We are a long way from 100 million deaths, thank God, but Brilliant told us so.


Listen to Brilliant in snippets from his TED2006 talk entitled, “My wish: Help me stop pandemics.”

“The key to eradicating smallpox was early detection, early response. I’m going to ask you to repeat that: early detection, early response. Can you say that?”

“Smallpox was the worst disease in history. It killed more people than all the wars in history. In the last century, it killed 500 million people.”

“We declared smallpox eradicated in 1980.”

“It was the largest campaign in United Nations history, until the Iraq war.

150,000 people from all over the world — doctors of every race, religion, culture and nation, who fought side by side, brothers and sisters, with each other, not against each other, in a common cause to make the world better.”

This is the most important slide that I’ve ever seen in public health, [Sovereigns killed by smallpox] because it shows you to be the richest and the strongest, and to be kings and queens of the world, did not protect you from dying of smallpox.

Never can you doubt that we are all in this together.”

Never can you doubt that we are all in this together.

In viewing the pandemic and its global tentacles more than a year later, Brilliant thinks we got the epidemiology right, but is quick to detail what was missed.

“Here are the things we didn’t get right:

We expected a respiratory disease that killed because it created pneumonia. But this disease is systemic.

It causes long-haul symptoms, it goes from nose to toes — you lose your sense of smell and your toes get swollen.

In some cases, it increases the possibility of stroke. And so on.

The second thing I didn’t anticipate was a totally AWOL government that politicized, dismissed, minimized the disease that was the greatest medical challenge of our lifetimes.

A high percentage of the half-million souls that have been lost would not have been lost with a competent government.”

Ever the glass-half-full kind of guy, he added, “And on the brighter side, I wouldn’t have ever expected that we would have a vaccine so quick that’s so good.”
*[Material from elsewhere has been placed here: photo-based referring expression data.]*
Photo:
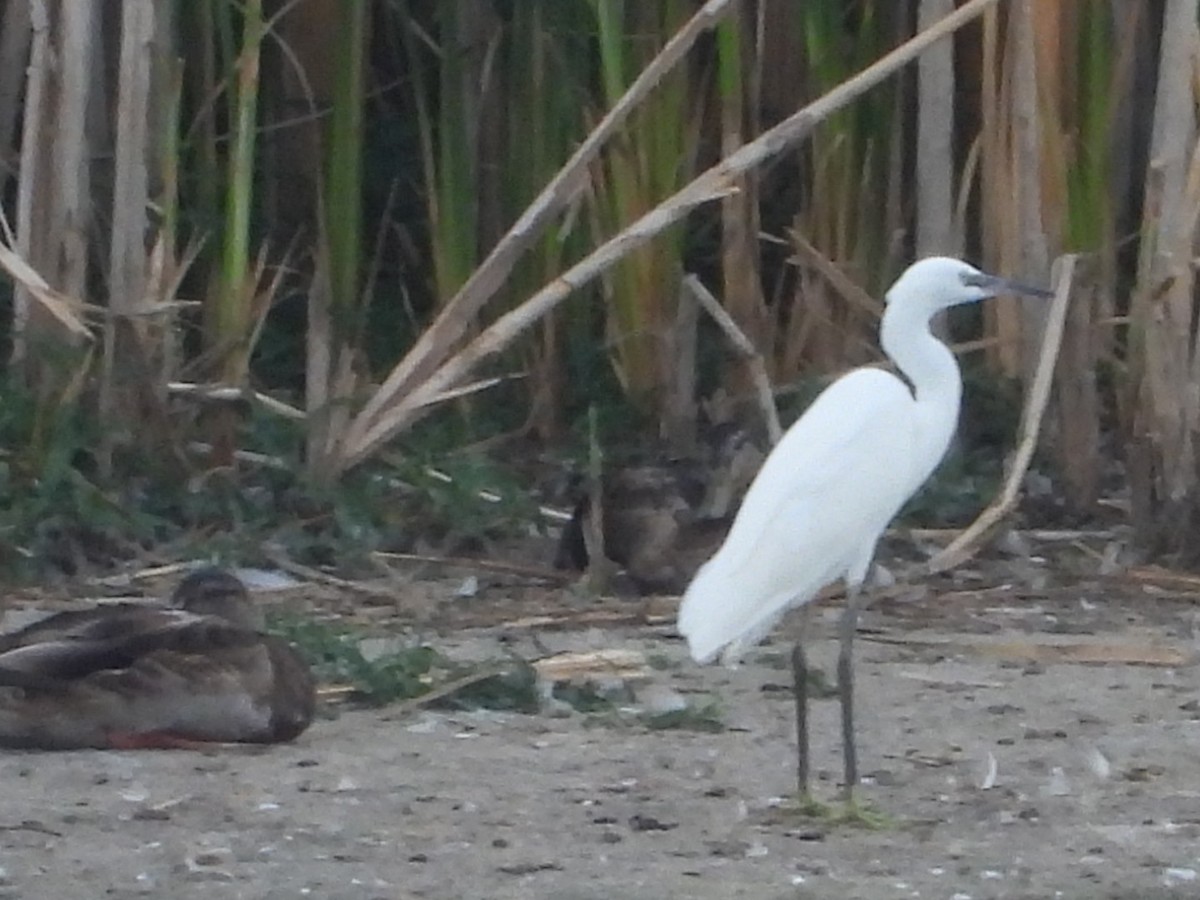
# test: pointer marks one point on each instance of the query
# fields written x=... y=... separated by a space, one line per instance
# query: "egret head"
x=940 y=282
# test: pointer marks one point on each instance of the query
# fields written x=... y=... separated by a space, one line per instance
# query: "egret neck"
x=933 y=375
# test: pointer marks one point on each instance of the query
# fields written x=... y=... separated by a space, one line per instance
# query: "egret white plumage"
x=827 y=491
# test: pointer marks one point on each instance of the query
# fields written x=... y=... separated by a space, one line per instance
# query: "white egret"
x=827 y=491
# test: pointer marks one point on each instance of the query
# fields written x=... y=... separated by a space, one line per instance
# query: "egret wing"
x=813 y=515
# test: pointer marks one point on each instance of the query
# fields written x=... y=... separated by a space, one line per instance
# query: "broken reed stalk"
x=747 y=351
x=599 y=568
x=969 y=543
x=435 y=345
x=388 y=412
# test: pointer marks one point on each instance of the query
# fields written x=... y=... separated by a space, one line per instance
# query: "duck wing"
x=196 y=678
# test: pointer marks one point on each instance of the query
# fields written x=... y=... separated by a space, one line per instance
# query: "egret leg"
x=801 y=689
x=846 y=690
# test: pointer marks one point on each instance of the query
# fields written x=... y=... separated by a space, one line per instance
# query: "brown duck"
x=126 y=676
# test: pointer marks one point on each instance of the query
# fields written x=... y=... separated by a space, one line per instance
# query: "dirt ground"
x=1021 y=743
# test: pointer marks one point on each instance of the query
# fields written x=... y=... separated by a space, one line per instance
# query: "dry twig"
x=967 y=544
x=745 y=349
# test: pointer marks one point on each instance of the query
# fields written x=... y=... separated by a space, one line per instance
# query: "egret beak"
x=997 y=286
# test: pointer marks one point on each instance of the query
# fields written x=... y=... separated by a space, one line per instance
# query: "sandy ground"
x=1095 y=785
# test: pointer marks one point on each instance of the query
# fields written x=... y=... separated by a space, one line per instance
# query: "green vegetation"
x=305 y=199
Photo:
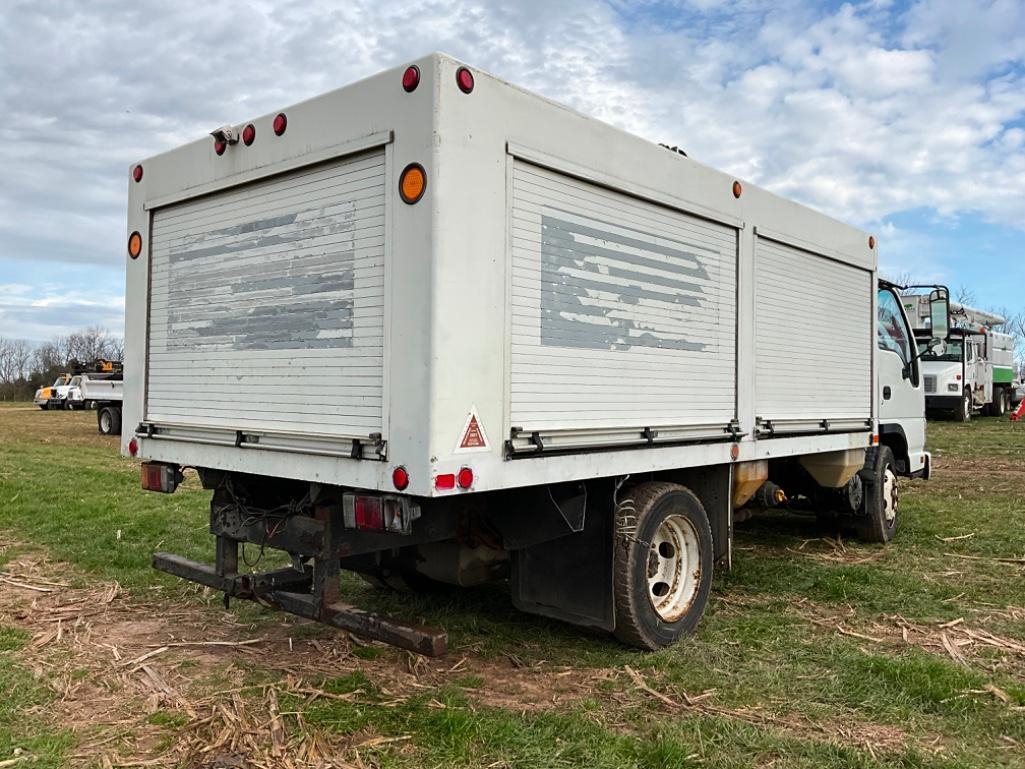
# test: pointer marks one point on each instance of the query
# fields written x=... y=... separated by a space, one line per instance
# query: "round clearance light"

But as is his wont, Brilliant hastens to underscore a deeply-embedded altruistic dedication to humanity and what it all means.

“This pandemic clearly makes us rethink everything…
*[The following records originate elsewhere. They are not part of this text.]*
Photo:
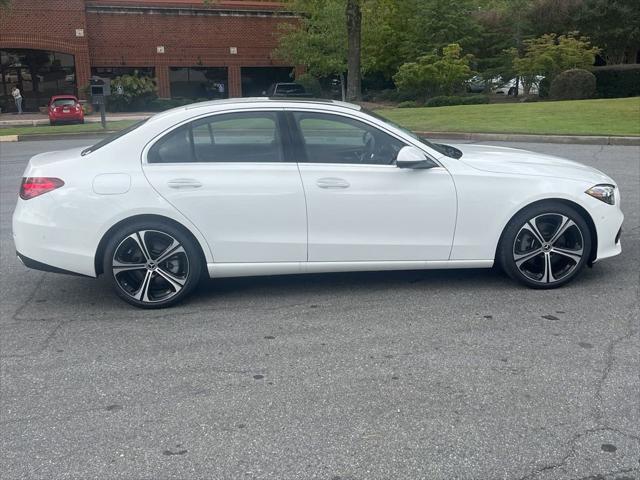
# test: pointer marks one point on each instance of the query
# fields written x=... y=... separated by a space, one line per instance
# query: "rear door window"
x=232 y=137
x=238 y=137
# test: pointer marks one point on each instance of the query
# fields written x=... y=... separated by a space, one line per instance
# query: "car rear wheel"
x=152 y=265
x=545 y=246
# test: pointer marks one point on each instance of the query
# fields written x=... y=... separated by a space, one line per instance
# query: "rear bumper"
x=45 y=242
x=74 y=117
x=35 y=265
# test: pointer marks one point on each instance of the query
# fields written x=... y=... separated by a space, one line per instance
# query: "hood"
x=522 y=162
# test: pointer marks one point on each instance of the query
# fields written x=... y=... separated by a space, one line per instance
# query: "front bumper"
x=608 y=222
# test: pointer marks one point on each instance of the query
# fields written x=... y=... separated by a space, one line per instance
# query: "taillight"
x=34 y=186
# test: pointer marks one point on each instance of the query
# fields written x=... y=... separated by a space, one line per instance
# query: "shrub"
x=391 y=95
x=551 y=54
x=311 y=84
x=574 y=84
x=450 y=101
x=617 y=81
x=433 y=74
x=408 y=104
x=137 y=92
x=161 y=104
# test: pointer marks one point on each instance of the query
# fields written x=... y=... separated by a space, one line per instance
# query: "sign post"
x=100 y=88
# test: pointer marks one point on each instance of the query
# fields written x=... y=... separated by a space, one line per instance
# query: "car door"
x=227 y=173
x=361 y=207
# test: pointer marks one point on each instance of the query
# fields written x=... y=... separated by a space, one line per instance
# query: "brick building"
x=193 y=50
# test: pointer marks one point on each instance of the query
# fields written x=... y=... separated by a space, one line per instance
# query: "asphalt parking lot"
x=407 y=375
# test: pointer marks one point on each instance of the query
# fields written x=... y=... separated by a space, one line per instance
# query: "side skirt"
x=226 y=270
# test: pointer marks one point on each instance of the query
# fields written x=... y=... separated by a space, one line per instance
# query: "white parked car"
x=509 y=88
x=261 y=186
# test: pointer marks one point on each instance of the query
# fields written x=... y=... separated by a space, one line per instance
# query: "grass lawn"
x=47 y=129
x=620 y=116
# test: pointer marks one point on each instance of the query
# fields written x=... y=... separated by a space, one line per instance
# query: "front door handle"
x=331 y=182
x=184 y=183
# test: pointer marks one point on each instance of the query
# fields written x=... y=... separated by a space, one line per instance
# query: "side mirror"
x=413 y=157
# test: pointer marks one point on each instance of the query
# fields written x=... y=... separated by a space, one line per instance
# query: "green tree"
x=318 y=40
x=435 y=74
x=613 y=25
x=551 y=54
x=399 y=32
The fundamental unfairness of always giving the short end of the stick to the African American community, in medical care, public health, and economics — that is our historic cross to bear.

At one point in time, 80 percent of those hospitalized with COVID in Georgia were African Americans.

And every country has a similar story.

When Singapore was doing so well and thinking, ‘Well, we don’t have any cases,’ they forgot about their immigrant community packed in close quarters.

And they had to go back and rethink everything about how they were treating immigrants.

The pandemic supposes and exacerbates the trends of the centrifugal forces in the world, the winners and losers.

And we have to stop and think, who are we as a people?

He notes the dichotomous underpinnings of a worldwide vaccine: humanity and survival.

“It is the ultimate act of selfishness to make sure that everybody in Bangladesh and Zimbabwe is vaccinated.

And it’s the ultimate act of altruism.”

Spoken like someone whose work in the field — hanging with Jerry Garcia, dropping acid with Wavy Gravy and eradicating smallpox in India — was and still is at 76, more impactful, profound and meaningful than the Seven Wonders of the World.